起業して成功するっていうのも、みんな他人の子供のことなんか聞いてくれないでしょ。だから決死の覚悟でさ、2時間とか4時間かけて、自分の住む町から雪ん中をね。大きな街へ遠距離を車で走って行ったってさ、そこにある精神科で診てくれてもわずか5分。「ちょっと不登校で」なんて言ったって、「そんなのはどうにかなりますよ」と言われて、みんな自閉とか、多動性障害とか、そんな診断されて、お決まりの薬を出されてね、なんにもなんない。そこいくと、半日かけて来てくれて、「この子と直に話してください」と言えばね…。

―遠路はるばる出かけて行っても、斎藤先生の指導を受けたカウンセラーとかなら、意味があるということですね。

そこは東京と違うんだよ。東京だってね、「こちらから訪問しますから」と言えばさ、ちょっと変わったセラピストとして機能する。日本語が話せれば、誰でもやれるけどね、でも多くはやんないんだよ。国家資格を取った人が、じゃあやるかっていうと大体の人はやらないね。公認心理士の試験なんていっぱい受けててさ、私の下でもう十数人は資格取ってる。
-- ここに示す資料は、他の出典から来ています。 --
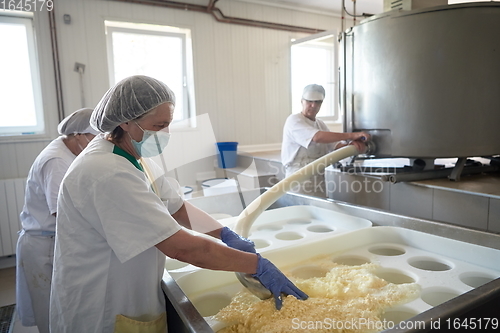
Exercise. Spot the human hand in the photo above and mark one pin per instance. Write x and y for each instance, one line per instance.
(277, 283)
(232, 239)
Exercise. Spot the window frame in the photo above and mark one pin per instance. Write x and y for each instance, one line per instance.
(189, 109)
(40, 129)
(331, 92)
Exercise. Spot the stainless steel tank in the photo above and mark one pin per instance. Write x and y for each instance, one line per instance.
(425, 83)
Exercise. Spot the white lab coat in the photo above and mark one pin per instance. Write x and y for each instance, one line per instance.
(108, 223)
(35, 246)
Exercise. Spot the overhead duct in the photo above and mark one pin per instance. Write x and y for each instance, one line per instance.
(220, 17)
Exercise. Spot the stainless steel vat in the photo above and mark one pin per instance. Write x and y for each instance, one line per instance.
(425, 83)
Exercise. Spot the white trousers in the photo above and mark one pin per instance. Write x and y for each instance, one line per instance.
(34, 256)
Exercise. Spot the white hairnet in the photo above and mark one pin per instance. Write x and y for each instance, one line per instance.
(129, 99)
(77, 123)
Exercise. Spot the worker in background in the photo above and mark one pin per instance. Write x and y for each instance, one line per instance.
(116, 222)
(35, 246)
(307, 138)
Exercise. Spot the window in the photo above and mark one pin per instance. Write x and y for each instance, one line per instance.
(313, 60)
(21, 109)
(161, 52)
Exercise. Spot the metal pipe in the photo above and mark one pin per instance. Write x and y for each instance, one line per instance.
(220, 17)
(57, 68)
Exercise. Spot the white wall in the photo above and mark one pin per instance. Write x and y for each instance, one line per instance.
(242, 74)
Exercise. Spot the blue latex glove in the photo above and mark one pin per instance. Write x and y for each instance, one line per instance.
(272, 278)
(232, 239)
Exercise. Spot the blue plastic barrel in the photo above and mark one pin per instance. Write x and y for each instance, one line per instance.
(227, 155)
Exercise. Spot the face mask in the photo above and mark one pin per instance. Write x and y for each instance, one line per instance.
(152, 143)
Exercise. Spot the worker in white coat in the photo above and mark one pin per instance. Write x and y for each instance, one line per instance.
(35, 246)
(307, 138)
(116, 223)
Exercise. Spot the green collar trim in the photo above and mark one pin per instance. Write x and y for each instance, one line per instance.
(118, 151)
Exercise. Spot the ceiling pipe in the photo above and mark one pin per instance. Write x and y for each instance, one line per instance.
(220, 17)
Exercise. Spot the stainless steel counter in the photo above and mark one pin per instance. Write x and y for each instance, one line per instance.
(183, 317)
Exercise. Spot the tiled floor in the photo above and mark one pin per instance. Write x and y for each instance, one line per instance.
(8, 291)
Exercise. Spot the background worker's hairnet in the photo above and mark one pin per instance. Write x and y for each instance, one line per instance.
(77, 123)
(129, 99)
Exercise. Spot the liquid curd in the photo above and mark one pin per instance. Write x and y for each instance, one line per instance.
(341, 299)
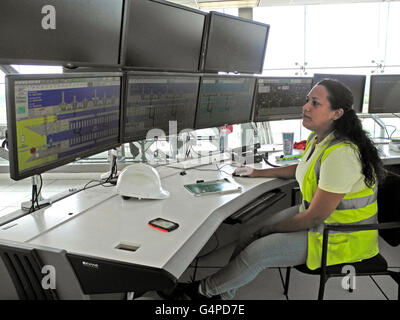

―開業して成功している人はすごいっていうか、やっぱり強さがある?そこまで行くのが心的にハードル高いです。

だから最初から負けてるから、負ける。

私が育ててきた人、例えばEさんにしてもNさんにしてもみんな、自分で開業したり、本を書いたりで、結構有名になってるじゃない、私は自信を持たせるのが仕事だからさ。有名になれば、自動的に患者さんは来るんで、困ってる人を見ればできる仕事だからね。だけどやり方がちょっとさ。私みたいにここに座ってて、来る人を相手にしてるっていうのは全然ダメだよね。もっと自分から出ていかないとね。